Les allégations de «dispersion» de la police de la police rejetées par le Tribunal
Un sergent de la police du Met qui a apporté 271 allégations individuelles à un tribunal de l'emploi a subi toutes les allégations de discrimination raciale, de discrimination en matière d'invalidité, de harcèlement, de victimisation et de dénonciation de préjudice rejeté.
Sonny Kalar a travaillé pour la police métropolitaine pendant 30 ans jusqu'à sa retraite en 2023. Il a apporté les allégations au Tribunal après ce qu'il décrit comme une «chasse aux sorcières collective» et une «culture globale du racisme institutionnel, de la misiogynie et de la désablisme».
Il a cité plusieurs incidents relatifs à chaque réclamation, dont un où un collègue l'a qualifié de «Numpty», que le tribunal avait été dit d'une manière légère qui ne constituait pas de discrimination.
Le Tribunal a également appris que pendant que Kalar était en congé de maladie, se remettant d'une opération au genou en juillet 2022, son inspecteur en chef lui a téléphoné et a utilisé la phrase «vivre le rêve».
Cela agacé Kalar parce que «ce n'était pas un rêve mais un cauchemar», a-t-il déclaré au tribunal, et équivalait à une discrimination par le handicap.
Une autre allégation était qu'il avait reçu un «poste de punition» lorsqu'il a été transféré à Heathrow Terminal 2 en août 2017, qu'il a décrit comme une «étape régressive» parce qu'il était là comme inspecteur par intérim en 2008.
Kalar a fait de multiples accusations de discrimination raciale, notamment qu'il était «surveillé» par la vidéosurveillance pendant son séjour à Heathrow à des fins de non-politique, mais le tribunal a constaté que cela n'avait rien à voir avec sa race, ni le harcèlement.

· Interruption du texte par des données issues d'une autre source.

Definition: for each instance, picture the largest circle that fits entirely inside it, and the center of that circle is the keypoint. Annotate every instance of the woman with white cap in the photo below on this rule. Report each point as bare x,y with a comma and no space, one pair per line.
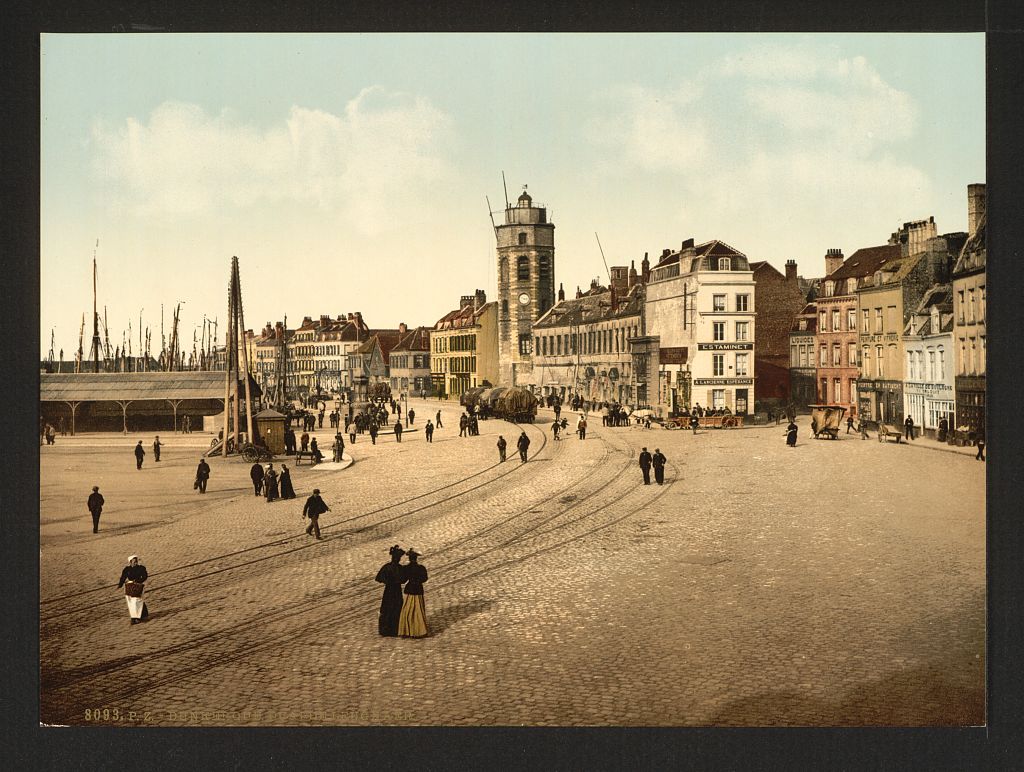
132,579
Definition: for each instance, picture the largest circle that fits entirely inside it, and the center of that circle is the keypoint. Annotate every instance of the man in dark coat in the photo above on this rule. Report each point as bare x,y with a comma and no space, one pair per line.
95,505
645,466
392,576
313,508
523,445
202,475
658,461
256,475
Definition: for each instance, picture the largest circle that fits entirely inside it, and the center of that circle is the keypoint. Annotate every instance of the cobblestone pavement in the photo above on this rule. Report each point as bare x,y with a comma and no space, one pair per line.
838,583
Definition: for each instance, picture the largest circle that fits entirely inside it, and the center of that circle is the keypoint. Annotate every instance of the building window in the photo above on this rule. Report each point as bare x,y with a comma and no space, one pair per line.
717,398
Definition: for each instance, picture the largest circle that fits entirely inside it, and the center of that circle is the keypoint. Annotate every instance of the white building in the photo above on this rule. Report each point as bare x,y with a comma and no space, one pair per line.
930,366
699,307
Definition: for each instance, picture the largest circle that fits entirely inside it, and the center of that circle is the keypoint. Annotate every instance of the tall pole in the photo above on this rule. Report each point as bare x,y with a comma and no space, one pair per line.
245,355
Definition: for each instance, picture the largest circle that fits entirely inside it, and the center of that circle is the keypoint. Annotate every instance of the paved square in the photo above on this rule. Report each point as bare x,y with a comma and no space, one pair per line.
838,583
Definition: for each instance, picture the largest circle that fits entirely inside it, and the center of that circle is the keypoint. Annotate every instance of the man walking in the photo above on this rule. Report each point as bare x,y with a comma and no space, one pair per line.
202,475
95,505
256,475
523,445
645,461
313,508
658,461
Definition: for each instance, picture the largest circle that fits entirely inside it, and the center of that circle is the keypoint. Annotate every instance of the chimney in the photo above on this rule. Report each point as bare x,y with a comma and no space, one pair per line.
975,207
834,260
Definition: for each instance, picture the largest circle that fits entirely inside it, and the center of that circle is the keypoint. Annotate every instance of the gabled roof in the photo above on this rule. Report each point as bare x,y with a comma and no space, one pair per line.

Le juge de l'emploi, Richard Nicolle, a déclaré que «à partir du début de 2020, des preuves croissantes existaient que le demandeur se concentrait sur la création de preuves potentielles d'une réclamation légale probable».
Cela a été soutenu par un échange de texte entre Kalar et un collègue en mars 2020, déclarant que «c'est un grand carburant une fois de plus», suggérant qu'il cherchait à trouver des preuves pour soutenir les affirmations d'un traitement discriminatoire ou moins favorable.
Le juge a constaté que bon nombre des allégations étaient «intrinsèquement incohérentes» et «dispersion», ajoutant qu '«il a qualifié de pratiquement toutes les allégations de harcèlement constituant en raison de la race et du handicap». Toutes les réclamations de Kalar ont été rejetées.